Avocat divorce Paris - Evry

La Loi du 11 juillet 1975 a réalisé une grande réforme dans le contentieux du divorce.

Admettant une pluralité des causes de divorces, la Loi du 11 juillet 1975 en organise les effets, et les dédramatise pour l'équilibre des intérêts des époux et des enfants.

En effet, le Droit français antérieur ne connaissait qu'une cause de divorce : le divorce pour faute.

Cette loi tiendra compte de ce que nombre de couples voulaient se séparer sans heurt. C'est pourquoi les évolutions législatives ultérieures :

  • Simplifieront la procédure de divorce.
  • Raccouriciront les délais (la loi du 26 mai 2004).
  • Introduiront de nouvelles possibilités de divorces.

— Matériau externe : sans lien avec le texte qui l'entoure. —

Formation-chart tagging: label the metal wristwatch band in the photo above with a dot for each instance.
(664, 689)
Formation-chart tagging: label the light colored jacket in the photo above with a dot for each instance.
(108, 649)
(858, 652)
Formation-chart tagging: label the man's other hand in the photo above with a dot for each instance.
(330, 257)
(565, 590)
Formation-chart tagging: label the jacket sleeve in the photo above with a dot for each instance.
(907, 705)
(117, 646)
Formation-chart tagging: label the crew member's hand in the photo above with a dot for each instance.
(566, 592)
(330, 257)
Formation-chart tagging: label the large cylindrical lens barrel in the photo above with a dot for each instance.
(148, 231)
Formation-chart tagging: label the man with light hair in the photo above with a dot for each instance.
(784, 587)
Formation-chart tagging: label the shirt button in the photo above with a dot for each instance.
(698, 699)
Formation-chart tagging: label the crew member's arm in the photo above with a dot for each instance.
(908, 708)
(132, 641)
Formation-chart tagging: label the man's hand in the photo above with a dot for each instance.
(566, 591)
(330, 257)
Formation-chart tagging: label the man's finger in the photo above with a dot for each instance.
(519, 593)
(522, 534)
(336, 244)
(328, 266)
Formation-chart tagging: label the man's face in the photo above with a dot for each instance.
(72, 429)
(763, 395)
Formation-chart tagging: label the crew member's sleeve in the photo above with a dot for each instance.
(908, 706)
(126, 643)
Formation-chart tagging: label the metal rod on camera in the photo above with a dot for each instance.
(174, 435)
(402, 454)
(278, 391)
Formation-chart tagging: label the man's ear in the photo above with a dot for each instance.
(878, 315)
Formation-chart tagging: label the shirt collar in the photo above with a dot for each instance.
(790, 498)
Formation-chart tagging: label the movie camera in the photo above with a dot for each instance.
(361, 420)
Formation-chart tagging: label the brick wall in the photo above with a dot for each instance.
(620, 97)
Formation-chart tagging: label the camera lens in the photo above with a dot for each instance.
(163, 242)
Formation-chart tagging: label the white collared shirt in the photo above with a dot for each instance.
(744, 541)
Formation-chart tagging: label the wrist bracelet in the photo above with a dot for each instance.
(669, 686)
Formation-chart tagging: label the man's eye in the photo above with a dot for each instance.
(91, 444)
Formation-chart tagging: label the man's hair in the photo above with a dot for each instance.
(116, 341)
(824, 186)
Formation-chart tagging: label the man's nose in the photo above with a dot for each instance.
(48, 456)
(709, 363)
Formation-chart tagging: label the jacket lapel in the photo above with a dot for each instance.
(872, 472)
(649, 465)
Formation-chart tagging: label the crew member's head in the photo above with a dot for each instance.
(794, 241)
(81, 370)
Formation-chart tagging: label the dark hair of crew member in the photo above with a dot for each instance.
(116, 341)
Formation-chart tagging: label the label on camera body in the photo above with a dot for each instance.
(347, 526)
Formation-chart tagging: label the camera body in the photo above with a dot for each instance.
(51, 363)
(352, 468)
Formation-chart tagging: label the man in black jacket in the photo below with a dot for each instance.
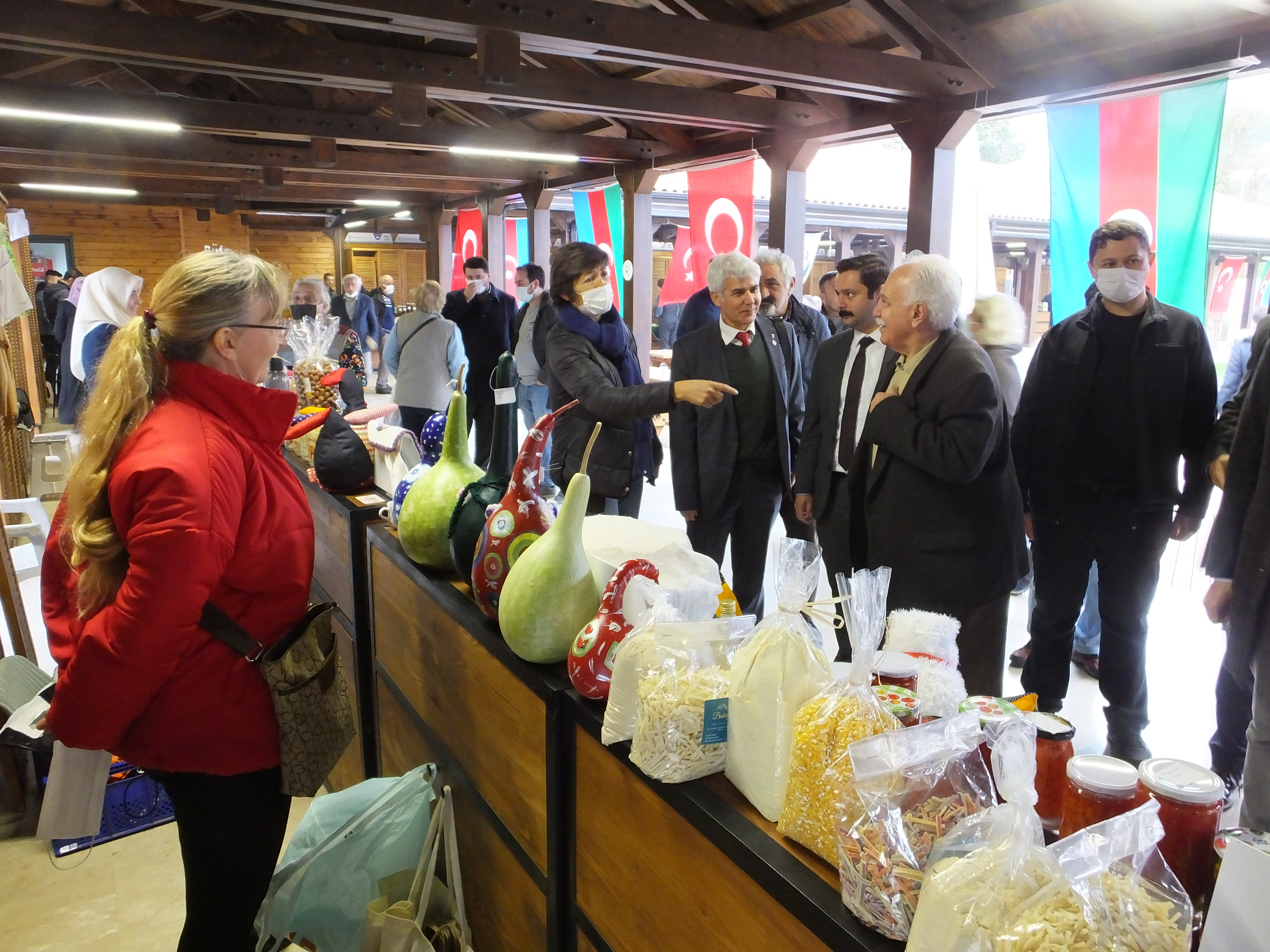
(933, 488)
(732, 464)
(1114, 397)
(484, 315)
(850, 369)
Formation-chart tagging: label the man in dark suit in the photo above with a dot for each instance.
(934, 488)
(484, 315)
(732, 464)
(850, 369)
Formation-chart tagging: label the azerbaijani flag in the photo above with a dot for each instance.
(1154, 154)
(599, 216)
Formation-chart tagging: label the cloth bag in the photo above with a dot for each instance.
(431, 918)
(323, 885)
(309, 692)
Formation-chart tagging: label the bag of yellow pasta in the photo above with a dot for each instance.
(821, 795)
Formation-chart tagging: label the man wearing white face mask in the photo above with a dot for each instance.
(1114, 397)
(484, 315)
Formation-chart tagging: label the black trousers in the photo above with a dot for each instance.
(232, 831)
(415, 417)
(834, 534)
(1127, 544)
(747, 517)
(482, 414)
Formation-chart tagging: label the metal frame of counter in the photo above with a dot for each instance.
(566, 845)
(340, 577)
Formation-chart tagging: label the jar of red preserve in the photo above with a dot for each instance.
(898, 669)
(1053, 751)
(1099, 789)
(1191, 810)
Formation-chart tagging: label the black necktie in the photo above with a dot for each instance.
(851, 408)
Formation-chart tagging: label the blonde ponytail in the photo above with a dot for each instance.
(195, 299)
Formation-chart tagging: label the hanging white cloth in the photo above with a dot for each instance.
(103, 300)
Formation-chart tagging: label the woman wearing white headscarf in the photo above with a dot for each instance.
(108, 300)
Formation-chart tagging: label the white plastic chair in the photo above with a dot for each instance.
(27, 559)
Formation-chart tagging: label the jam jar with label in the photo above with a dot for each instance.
(1053, 751)
(1098, 789)
(1191, 810)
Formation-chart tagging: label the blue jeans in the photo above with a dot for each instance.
(533, 400)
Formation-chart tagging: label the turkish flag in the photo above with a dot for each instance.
(1227, 274)
(680, 278)
(467, 245)
(721, 215)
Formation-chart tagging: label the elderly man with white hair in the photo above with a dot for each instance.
(732, 464)
(933, 484)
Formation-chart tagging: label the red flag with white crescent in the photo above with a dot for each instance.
(721, 214)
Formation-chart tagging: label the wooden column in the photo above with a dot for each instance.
(787, 216)
(538, 202)
(494, 240)
(638, 252)
(933, 141)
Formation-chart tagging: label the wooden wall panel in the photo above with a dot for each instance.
(492, 723)
(505, 908)
(648, 881)
(147, 240)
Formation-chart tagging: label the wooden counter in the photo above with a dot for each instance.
(340, 577)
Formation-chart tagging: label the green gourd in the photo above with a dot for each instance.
(425, 521)
(550, 593)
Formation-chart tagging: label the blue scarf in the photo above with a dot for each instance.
(609, 337)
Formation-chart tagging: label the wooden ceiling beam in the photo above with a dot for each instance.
(641, 37)
(58, 27)
(281, 124)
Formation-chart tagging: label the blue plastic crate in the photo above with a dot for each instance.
(133, 804)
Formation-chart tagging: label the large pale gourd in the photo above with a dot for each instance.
(423, 525)
(550, 593)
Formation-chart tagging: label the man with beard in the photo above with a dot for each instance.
(850, 369)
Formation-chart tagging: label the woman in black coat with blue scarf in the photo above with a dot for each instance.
(594, 361)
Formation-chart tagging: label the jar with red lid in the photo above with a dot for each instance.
(1191, 810)
(1053, 751)
(1098, 789)
(898, 669)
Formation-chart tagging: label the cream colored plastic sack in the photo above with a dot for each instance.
(778, 671)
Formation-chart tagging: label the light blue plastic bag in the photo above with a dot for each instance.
(333, 866)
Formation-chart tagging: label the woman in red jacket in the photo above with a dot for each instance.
(180, 497)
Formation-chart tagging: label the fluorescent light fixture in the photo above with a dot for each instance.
(80, 190)
(515, 154)
(112, 121)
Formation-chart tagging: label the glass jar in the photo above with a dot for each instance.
(896, 668)
(1191, 810)
(1053, 751)
(1098, 789)
(901, 702)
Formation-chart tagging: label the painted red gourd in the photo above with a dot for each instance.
(591, 659)
(520, 518)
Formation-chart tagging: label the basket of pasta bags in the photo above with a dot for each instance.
(821, 796)
(681, 721)
(310, 338)
(915, 785)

Aussi la loi du 4 mai 2004 opposera-t-elle ouvertement :

Le législateur a toujours eu le souci de régler en une seule fois la question financière du divorce et d'opérer un règlement définitif entre les époux.

En pratique, le législateur a du faire évoluer certains objectifs et réformer la prestation compensatoire.

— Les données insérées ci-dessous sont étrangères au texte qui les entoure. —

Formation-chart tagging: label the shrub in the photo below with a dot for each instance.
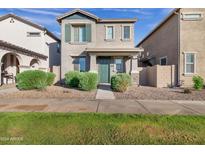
(88, 81)
(32, 79)
(50, 78)
(198, 82)
(72, 79)
(187, 91)
(120, 82)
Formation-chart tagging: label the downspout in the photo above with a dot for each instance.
(178, 48)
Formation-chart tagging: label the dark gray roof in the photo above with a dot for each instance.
(99, 20)
(21, 50)
(29, 23)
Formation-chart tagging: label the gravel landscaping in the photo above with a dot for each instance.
(151, 93)
(52, 92)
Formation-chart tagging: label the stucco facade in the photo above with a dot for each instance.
(17, 35)
(98, 47)
(174, 37)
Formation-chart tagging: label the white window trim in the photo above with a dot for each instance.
(106, 26)
(163, 58)
(29, 34)
(115, 67)
(191, 19)
(72, 42)
(185, 73)
(122, 33)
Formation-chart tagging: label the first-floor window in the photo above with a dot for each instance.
(163, 61)
(190, 62)
(126, 32)
(80, 64)
(119, 65)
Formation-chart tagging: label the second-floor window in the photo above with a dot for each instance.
(80, 64)
(33, 34)
(79, 33)
(126, 32)
(109, 33)
(119, 65)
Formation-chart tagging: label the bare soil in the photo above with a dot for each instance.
(151, 93)
(52, 92)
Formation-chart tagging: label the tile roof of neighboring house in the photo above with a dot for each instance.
(15, 48)
(99, 20)
(29, 23)
(158, 26)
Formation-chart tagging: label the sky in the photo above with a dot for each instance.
(148, 18)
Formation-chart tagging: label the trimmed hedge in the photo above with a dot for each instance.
(88, 81)
(34, 79)
(72, 79)
(83, 80)
(198, 82)
(120, 82)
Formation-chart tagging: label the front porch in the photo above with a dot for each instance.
(15, 59)
(109, 61)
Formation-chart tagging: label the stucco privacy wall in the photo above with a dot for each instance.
(163, 42)
(157, 76)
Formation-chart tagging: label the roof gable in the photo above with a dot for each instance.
(77, 14)
(4, 17)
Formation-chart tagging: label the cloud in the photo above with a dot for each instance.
(129, 10)
(152, 25)
(166, 10)
(42, 12)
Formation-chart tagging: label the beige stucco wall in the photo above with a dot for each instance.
(192, 40)
(70, 50)
(16, 33)
(157, 76)
(163, 42)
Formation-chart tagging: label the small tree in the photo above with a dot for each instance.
(198, 82)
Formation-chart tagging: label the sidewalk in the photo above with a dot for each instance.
(171, 107)
(104, 92)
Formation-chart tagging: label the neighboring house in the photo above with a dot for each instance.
(25, 45)
(178, 40)
(105, 46)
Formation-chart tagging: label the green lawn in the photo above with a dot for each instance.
(90, 128)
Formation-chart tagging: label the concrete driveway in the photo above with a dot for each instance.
(104, 106)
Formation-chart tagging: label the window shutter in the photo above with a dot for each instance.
(67, 32)
(88, 32)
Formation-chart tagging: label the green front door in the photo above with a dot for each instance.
(104, 70)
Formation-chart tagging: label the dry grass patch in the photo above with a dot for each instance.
(31, 107)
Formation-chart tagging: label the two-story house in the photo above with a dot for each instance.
(25, 45)
(178, 40)
(105, 46)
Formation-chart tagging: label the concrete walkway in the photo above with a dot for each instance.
(104, 92)
(104, 106)
(8, 90)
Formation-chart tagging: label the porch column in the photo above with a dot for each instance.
(134, 70)
(0, 74)
(93, 63)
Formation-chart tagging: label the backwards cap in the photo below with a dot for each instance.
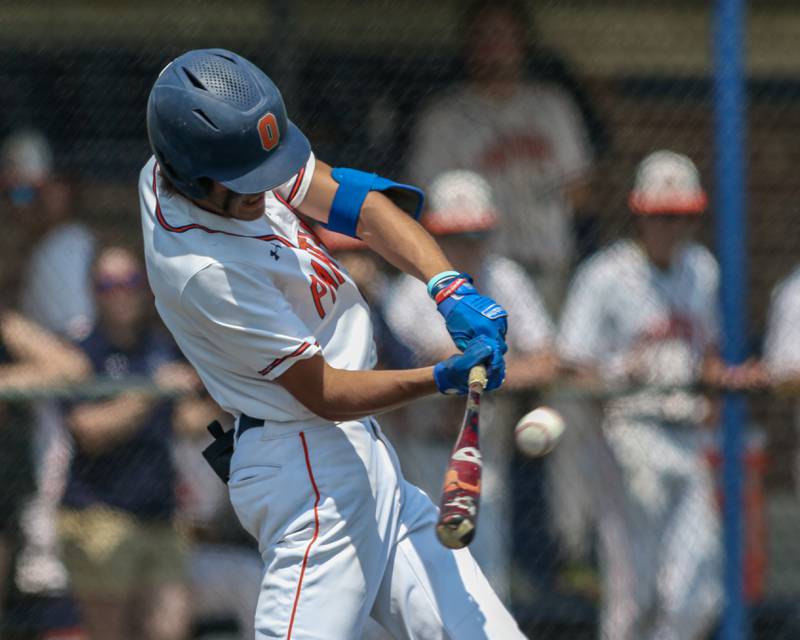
(460, 202)
(667, 183)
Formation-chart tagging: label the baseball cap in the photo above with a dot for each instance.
(26, 157)
(667, 183)
(460, 203)
(335, 242)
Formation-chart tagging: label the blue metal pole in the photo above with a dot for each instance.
(730, 99)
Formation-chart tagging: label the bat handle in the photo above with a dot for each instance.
(477, 378)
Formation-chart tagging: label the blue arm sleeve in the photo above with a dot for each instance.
(354, 185)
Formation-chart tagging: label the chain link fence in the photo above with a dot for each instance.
(550, 106)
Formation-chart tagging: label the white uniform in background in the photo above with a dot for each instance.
(528, 146)
(342, 535)
(56, 292)
(660, 553)
(782, 348)
(423, 450)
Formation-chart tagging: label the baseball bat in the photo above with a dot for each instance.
(461, 491)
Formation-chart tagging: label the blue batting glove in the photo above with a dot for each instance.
(452, 375)
(467, 314)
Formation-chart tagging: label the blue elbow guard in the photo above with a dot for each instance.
(354, 185)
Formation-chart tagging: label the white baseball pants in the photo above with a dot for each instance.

Divorce » Les quatre cas de divorce

Le divorce par consentement mutuel

« Le divorce peut être demandé conjointement par les époux lorsqu'ils s'entendent sur la rupture du mariage et ses effets en soumettant à l'approbation du juge une convention réglant les conséquences du divorce » (Article 230 du Code civil).

Ce divorce est le plus rapide et le moins onéreux des divorces.

La principale cause est le consentement libre et persistant des époux (article 230 du code civil).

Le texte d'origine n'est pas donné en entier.